A compelling 40-minute lecture that challenges apathy and reveals your potential for meaningful social impact through timeless principles of inclusive action and personal responsibility.

About This Transformative Lecture

Jeremy Haroldson delivers an urgent wake-up call using ancient wisdom from Matthew 9:35-38. This isn't abstract philosophy—it's a practical roadmap for anyone feeling stuck, purposeless, or overwhelmed by the world's problems. Discover why YOU specifically matter and how to translate that awareness into concrete action.




Core Insights: What You'll Discover 🎯


1. The Inclusive Model of Impact


Effective change-makers don't cherry-pick their audience. The text emphasizes visiting "all the towns and villages"—not just the wealthy, not just the marginalized, not just the religious or non-religious. Why? Because real impact is never exclusive. When you truly believe in your mission, you take it to everyone, regardless of their background or beliefs.


Key principle: "I don't care who you are, you're inside"—if you choose to be part of the solution. The power lies in the choice, not in gatekeeping.


2. The "All Were Helped" Standard


Here's where the lecture gets provocative: the text says "all" repeatedly—healing every disease and sickness. Not some. Not most. All. Why does this matter? Because we've normalized partial success. We say "well, you know, only some people change." But history shows us moments where everyone who showed up was transformed. The bottleneck isn't capacity—it's belief and commitment.


3. The Field of Opportunity is Vast, But Agents Are Few


This is the emotional core of the message. At a children's dance recital with 300+ attendees, the speaker had a sobering realization: "How many of these people are living with clear purpose and active engagement in positive change?" The honest answer: not many.


"The harvest is plentiful, but the workers are few." Society is drowning in potential—problems to solve, people to help, ideas to implement—but there's a critical shortage of people willing to actually do the work.


4. Challenging the 80/20 Myth


Many organizations operate on the assumption that 20% of people will do 80% of the work. But what if that's a self-fulfilling prophecy? The speaker describes a community where everyone is engaged—they "don't know the 80/20 rule." The challenge: What if we're all called to be in the 20%?


5. Two Fatal Mistakes That Kill Progress


Modern society makes one of two critical errors:


  • Stuck in the past: So focused on "how things were" that we can't see emerging opportunities
  • Overly futuristic: So caught up in vision-casting that we forget people need practical help NOW

The danger of the second mistake: "We want everyone to feel included, but we're not actually making them part of something real." Inclusion without transformation is just comfortable apathy with better marketing.


Hard truth: Many well-intentioned people will reach the end of their lives without having made the impact they could have—not because they lacked opportunity, but because they never truly chose to commit.


6. The Psychology of Urgency


Here's the transformative insight: When people truly understand their potential for impact, nothing will stop them from maximizing it. They will feel a "great, overwhelming urgency to work while it is still day."


This isn't manufactured guilt—it's the natural response to recognizing that:

  • Your skills are needed
  • Your perspective is unique
  • Your time is limited
  • Your contribution matters



The Bottom Line: Compassion Drives Action 💡


Why do effective leaders act? The text reveals: "When he saw the crowds, he had compassion on them, because they were harassed and helpless."


Action springs from genuine concern, not obligation.
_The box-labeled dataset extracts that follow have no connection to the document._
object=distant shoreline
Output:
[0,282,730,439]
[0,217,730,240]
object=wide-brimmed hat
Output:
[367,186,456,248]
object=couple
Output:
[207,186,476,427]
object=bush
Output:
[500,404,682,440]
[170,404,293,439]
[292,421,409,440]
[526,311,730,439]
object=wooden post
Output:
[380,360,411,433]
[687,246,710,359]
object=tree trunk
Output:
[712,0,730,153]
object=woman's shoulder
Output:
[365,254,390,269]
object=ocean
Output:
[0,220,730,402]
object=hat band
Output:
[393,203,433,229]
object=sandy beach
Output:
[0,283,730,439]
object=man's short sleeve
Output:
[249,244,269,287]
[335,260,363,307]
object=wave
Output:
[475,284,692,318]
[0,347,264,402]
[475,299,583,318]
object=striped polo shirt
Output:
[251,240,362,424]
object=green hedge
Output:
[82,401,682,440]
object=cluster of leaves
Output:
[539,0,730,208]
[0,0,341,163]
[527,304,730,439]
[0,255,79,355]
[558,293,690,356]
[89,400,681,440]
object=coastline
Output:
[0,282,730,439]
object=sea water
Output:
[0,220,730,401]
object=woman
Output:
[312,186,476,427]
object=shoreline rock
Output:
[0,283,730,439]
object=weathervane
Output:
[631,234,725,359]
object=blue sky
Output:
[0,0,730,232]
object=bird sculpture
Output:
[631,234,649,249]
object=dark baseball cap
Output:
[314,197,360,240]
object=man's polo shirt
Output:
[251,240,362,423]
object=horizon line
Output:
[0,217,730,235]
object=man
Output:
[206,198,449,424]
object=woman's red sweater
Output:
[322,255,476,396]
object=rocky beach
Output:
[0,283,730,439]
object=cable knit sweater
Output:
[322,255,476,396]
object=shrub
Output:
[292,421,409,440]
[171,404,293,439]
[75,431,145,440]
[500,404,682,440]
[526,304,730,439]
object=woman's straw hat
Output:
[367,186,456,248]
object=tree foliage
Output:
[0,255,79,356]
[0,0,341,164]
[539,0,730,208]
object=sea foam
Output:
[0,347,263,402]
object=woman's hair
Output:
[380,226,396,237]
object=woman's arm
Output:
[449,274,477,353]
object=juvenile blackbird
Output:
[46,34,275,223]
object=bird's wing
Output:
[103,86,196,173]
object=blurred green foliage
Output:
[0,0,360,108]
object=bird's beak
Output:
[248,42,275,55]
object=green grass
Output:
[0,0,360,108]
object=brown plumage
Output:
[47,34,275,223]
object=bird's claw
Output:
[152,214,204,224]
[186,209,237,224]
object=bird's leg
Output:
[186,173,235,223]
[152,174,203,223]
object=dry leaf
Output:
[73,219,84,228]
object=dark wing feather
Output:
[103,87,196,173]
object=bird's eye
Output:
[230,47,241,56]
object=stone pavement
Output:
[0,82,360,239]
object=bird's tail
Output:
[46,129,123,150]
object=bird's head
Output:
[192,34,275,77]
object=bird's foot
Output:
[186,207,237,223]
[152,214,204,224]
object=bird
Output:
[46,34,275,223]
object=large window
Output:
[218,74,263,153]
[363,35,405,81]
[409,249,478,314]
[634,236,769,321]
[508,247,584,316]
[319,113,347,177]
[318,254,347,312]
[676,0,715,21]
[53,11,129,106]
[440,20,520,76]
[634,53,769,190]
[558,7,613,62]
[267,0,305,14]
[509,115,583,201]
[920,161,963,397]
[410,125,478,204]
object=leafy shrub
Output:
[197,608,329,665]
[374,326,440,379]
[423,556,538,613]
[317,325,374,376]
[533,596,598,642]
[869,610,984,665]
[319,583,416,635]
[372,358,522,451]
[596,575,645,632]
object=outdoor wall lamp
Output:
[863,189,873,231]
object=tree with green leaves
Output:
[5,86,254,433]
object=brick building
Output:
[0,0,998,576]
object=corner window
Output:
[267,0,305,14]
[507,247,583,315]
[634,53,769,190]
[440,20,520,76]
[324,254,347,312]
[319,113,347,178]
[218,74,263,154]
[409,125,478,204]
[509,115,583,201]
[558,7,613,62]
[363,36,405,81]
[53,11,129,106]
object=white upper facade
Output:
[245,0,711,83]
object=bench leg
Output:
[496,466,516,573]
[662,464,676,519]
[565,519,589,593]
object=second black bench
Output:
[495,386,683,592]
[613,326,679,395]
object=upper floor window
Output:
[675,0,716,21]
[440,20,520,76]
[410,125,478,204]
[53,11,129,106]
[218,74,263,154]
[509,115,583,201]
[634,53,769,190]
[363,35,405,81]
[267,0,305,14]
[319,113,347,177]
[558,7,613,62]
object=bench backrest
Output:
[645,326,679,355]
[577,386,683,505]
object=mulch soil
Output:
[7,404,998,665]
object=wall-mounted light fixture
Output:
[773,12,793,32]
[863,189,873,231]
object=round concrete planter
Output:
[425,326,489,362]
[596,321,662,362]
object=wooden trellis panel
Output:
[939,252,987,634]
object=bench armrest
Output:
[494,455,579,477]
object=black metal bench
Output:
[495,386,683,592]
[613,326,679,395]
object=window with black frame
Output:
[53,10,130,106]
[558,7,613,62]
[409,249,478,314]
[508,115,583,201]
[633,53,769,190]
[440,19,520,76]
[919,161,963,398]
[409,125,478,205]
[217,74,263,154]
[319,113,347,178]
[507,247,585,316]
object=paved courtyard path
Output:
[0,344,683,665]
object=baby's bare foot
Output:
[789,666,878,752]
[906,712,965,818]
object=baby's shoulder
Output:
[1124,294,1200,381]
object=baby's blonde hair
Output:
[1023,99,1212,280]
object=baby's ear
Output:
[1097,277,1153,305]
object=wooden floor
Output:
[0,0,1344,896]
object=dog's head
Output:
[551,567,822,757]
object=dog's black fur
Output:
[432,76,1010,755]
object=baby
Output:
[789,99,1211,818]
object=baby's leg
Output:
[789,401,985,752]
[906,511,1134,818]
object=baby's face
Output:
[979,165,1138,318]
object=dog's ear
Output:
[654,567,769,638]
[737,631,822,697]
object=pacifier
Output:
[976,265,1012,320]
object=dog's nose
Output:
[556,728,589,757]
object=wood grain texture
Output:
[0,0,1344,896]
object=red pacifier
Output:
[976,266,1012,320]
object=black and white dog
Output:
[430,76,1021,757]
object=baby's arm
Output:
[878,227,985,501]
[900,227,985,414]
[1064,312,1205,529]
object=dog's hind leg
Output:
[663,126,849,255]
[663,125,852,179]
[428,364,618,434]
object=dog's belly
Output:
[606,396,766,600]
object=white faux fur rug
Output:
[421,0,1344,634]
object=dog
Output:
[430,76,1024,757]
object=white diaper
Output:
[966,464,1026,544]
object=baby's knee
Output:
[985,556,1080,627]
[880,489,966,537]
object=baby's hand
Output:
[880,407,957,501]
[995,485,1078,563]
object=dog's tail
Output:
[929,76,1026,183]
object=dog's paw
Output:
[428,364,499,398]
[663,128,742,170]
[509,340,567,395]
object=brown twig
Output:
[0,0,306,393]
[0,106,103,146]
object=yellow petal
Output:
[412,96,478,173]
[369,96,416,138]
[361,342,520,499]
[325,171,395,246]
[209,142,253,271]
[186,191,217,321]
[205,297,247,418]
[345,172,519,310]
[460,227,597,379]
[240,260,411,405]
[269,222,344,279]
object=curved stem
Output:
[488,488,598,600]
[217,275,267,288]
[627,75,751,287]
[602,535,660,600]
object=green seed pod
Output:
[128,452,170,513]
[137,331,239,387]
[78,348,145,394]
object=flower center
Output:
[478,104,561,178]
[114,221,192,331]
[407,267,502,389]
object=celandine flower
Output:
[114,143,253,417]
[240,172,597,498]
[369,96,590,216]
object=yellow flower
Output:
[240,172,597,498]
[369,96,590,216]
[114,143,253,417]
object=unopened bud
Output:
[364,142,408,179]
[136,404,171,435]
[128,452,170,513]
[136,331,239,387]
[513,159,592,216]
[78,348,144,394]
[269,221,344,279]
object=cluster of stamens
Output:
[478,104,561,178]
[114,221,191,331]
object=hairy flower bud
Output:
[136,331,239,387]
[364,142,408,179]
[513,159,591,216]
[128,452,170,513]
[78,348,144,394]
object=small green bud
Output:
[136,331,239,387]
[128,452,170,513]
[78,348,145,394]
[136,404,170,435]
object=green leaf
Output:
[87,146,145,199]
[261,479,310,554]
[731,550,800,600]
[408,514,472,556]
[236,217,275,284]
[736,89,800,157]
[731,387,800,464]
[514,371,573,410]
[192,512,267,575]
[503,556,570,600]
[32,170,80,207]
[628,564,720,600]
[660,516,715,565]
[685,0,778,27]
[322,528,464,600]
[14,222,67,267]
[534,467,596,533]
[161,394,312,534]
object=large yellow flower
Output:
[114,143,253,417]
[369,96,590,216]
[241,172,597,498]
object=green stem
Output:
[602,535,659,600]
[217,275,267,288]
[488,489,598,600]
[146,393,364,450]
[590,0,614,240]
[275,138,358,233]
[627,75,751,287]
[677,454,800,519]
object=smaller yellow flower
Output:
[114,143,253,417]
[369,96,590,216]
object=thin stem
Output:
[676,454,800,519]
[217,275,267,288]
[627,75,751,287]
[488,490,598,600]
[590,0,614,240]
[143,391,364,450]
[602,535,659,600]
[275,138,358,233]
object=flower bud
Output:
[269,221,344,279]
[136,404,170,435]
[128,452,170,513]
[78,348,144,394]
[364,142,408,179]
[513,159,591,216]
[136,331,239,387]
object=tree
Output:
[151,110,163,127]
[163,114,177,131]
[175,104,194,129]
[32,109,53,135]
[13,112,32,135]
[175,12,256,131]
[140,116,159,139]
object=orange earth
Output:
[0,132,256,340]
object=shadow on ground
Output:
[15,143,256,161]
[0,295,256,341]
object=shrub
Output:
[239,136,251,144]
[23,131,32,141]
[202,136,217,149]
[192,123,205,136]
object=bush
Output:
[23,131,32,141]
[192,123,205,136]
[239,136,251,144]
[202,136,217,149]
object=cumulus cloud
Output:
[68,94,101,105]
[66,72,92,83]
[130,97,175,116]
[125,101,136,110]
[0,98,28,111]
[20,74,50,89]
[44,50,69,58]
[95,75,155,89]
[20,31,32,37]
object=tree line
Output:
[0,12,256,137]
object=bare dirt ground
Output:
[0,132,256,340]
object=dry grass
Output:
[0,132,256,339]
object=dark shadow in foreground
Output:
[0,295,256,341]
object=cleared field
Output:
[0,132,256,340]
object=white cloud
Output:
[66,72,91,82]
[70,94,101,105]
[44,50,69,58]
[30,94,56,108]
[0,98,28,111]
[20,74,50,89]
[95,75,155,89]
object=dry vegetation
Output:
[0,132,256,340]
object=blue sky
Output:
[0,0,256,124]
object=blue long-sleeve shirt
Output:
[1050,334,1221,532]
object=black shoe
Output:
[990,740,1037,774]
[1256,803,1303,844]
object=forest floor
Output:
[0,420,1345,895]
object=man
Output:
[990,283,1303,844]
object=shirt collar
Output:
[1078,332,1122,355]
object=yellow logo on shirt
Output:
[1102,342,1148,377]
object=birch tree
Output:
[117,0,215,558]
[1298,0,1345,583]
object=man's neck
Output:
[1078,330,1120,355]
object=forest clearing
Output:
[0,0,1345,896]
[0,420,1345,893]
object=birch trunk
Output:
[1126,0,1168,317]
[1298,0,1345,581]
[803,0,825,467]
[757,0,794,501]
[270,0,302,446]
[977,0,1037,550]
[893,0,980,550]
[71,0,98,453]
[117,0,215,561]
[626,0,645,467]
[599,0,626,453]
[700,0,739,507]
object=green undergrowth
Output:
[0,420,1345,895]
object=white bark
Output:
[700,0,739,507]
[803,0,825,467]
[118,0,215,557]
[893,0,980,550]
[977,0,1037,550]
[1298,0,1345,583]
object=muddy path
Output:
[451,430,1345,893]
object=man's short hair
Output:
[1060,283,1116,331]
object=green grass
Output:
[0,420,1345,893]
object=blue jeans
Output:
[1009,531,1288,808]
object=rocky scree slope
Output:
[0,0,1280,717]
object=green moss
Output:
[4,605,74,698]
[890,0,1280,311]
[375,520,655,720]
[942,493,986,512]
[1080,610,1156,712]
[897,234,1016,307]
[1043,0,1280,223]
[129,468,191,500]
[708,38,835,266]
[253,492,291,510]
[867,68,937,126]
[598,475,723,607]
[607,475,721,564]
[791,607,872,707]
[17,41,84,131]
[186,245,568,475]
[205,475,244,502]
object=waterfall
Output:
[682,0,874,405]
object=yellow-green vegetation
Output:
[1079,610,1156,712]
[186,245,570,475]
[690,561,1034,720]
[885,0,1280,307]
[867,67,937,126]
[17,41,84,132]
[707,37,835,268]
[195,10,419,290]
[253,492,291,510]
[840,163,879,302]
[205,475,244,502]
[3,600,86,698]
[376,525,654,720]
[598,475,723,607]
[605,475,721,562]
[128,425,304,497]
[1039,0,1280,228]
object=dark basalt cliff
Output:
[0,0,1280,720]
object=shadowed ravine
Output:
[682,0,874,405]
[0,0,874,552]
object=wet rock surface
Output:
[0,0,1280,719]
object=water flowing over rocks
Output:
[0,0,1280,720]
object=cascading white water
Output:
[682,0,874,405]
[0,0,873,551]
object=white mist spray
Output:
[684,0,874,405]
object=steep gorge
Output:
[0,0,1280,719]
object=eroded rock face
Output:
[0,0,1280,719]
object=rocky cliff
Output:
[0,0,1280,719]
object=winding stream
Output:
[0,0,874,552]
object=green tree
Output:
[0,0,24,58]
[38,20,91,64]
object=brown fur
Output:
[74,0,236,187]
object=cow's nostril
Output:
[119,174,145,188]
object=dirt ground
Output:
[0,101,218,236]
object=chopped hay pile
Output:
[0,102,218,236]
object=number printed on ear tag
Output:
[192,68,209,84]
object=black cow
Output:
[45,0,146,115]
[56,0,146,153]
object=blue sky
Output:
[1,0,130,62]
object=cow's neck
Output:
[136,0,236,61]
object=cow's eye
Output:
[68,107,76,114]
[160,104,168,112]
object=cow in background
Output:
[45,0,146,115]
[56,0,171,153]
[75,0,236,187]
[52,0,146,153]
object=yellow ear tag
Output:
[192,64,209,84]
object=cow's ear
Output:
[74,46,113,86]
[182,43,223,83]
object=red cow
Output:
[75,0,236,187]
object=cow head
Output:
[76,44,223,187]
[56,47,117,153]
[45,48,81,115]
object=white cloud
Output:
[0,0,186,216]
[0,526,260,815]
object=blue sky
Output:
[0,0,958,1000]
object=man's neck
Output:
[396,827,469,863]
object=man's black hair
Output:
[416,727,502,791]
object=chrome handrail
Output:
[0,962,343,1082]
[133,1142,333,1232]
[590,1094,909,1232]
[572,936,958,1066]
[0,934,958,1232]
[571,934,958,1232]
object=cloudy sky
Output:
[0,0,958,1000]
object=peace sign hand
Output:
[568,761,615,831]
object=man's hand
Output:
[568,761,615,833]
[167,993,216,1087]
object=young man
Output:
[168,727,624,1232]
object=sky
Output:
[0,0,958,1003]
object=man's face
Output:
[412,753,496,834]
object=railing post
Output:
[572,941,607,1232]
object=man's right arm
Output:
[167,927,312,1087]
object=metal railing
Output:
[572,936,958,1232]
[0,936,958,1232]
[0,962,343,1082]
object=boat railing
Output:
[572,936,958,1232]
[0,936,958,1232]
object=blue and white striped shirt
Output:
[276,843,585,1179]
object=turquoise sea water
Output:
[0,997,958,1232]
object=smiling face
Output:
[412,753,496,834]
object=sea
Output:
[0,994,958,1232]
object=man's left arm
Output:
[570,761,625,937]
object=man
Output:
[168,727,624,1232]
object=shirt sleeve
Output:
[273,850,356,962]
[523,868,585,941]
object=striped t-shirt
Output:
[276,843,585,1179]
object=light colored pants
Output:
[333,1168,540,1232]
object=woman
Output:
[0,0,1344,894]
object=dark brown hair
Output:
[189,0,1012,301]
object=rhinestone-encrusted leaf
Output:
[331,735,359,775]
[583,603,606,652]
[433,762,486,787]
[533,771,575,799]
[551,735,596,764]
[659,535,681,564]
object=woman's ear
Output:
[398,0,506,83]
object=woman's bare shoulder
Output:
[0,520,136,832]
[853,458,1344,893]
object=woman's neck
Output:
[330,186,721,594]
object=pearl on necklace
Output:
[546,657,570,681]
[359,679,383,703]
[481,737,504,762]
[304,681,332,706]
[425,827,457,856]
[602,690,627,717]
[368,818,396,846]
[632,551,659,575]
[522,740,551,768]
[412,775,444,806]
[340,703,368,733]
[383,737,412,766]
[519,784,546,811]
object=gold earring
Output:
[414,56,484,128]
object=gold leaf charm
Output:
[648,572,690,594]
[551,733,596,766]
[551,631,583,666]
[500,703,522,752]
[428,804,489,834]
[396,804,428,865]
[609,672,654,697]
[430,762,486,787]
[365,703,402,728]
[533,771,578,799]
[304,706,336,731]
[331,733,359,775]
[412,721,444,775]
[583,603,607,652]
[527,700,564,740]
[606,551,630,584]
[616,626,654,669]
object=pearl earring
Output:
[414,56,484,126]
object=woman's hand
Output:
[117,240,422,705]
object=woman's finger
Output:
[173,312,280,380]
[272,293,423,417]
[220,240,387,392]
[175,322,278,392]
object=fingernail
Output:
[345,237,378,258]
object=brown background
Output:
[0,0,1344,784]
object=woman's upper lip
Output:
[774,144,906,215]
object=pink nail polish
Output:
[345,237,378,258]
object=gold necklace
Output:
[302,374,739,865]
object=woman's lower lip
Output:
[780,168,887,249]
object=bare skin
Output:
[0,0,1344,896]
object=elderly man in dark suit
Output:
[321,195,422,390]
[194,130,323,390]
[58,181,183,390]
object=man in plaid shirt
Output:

When you truly see the field of opportunity around you—exhausted colleagues, struggling neighbors, unsolved problems—and let yourself feel compassion rather than numbness, the question changes from "Should I do something?" to "How quickly can I start?"




Who This Lecture is For:


Perfect for:

  • Professionals experiencing burnout or questioning their impact
  • Leaders wanting to inspire teams toward collective action
  • Anyone feeling the tension between comfort and calling
  • People tired of talking about change but ready to be the change
  • Those seeking practical frameworks for meaningful contribution

Key Scripture Reference: Matthew 9:35-38


"He went through all the towns and villages, teaching, proclaiming good news, and healing every disease and sickness. When he saw the crowds, he had compassion on them, because they were harassed and helpless, like sheep without a shepherd. Then he said, 'The harvest is plentiful but the workers are few. Ask the Lord of the harvest to send out workers into his harvest field.'"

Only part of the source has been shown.